Mister Summer pushed over the folder with a huge hand. Yeager opened it to find a series of pictures. Some were aerial pictures, and some were close up photos of a huge machine cobbled together out of what looked like appliances and auto parts. Yeager had only the vaguest idea of what he was looking at.

“Sorry guys, I can’t tell you any more than most engineers could. Those are power lines, and it looks like this thing takes in a TON of electricity. It looks like a redneck tried to build a high energy physics experiment from parts in a junkyard.”

“And if we assume the same person created both of these devices?”

“Your guess is as good as mine, but my bet would be some kind of weapon targeted against supers. You know I’ve worked with a lot of tech geniuses over the years. Most of them have an obsession or focus to their work. They invent one kind of thing. The person who made these nasty ass things was obsessed with shutting down supers.”
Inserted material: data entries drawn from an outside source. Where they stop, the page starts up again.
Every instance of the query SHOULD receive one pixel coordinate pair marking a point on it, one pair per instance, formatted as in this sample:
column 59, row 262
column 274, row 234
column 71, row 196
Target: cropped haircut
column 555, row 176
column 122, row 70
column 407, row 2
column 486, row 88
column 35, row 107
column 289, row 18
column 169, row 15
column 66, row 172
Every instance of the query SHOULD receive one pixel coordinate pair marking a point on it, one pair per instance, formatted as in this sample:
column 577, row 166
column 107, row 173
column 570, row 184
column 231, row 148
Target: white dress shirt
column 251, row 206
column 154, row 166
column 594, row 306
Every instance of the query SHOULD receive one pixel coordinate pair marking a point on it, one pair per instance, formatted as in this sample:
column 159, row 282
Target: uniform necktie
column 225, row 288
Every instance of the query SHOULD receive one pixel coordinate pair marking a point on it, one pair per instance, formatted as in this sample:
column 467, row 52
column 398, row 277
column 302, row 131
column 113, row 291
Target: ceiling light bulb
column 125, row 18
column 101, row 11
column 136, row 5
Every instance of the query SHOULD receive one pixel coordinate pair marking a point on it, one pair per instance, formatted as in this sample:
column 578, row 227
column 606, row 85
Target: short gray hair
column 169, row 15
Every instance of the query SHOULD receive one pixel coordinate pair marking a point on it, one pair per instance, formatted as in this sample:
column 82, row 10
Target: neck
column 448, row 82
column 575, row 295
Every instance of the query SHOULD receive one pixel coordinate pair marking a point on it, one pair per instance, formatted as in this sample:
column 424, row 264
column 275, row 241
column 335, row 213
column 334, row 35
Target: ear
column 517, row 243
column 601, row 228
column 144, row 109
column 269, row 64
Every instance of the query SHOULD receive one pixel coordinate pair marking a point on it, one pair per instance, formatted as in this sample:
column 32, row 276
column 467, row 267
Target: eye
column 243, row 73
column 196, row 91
“If you can’t do better than that we need you to take a closer look Mister Yeager,” said Mister Summer. “We understand that you prefer to avoid entanglements with supers, but this is a high priority case for us. We’re prepared to double your usual fee.”

“And if I say no?”

Mister Stitch pulled a ragdoll out of his pocket and set it on the table. It stood up on it’s own, stared at Yeager with disturbing black button eyes, and hissed at him, revealing a mouth filled with razor blades.

“God damn that’s creepy,” said Yeager. “But…”

“Stop,” said Mister Summer. “I know that you’re about to dismiss my associate’s ability, but you should think about what this little demonstration implies. He is considered to be one of the most capable and potent animators on the planet.”

Yeager stopped and thought. He thought about how this was only a demonstration, and what a ten foot tall beanbag man made of ballistic cloth and filled with lead shot could do. He thought about all the different shapes of doll Stitch could control, and if he could control more than one of them at a time. He thought of razor wielding dolls able to squeeze through the smallest spaces, crawl out from ducts and pipes at any time, and swarm all over a person biting and stabbing at neck, wrist, and inner thigh. Yeager thought of a tiny and silent assassin dropped down a chimney sneaking up on a sleeping man with poison needles for teeth.

“I can see that you’ve thought it through,” said Mister Summer in response to Yeager’s look of horror. “I’m afraid my own power is rather pedestrian by comparison.”

He held a hand before Yeager; a hand wreathed in flames. Yeager promised himself to stop making assumptions about a person’s abilities by their appearance or name.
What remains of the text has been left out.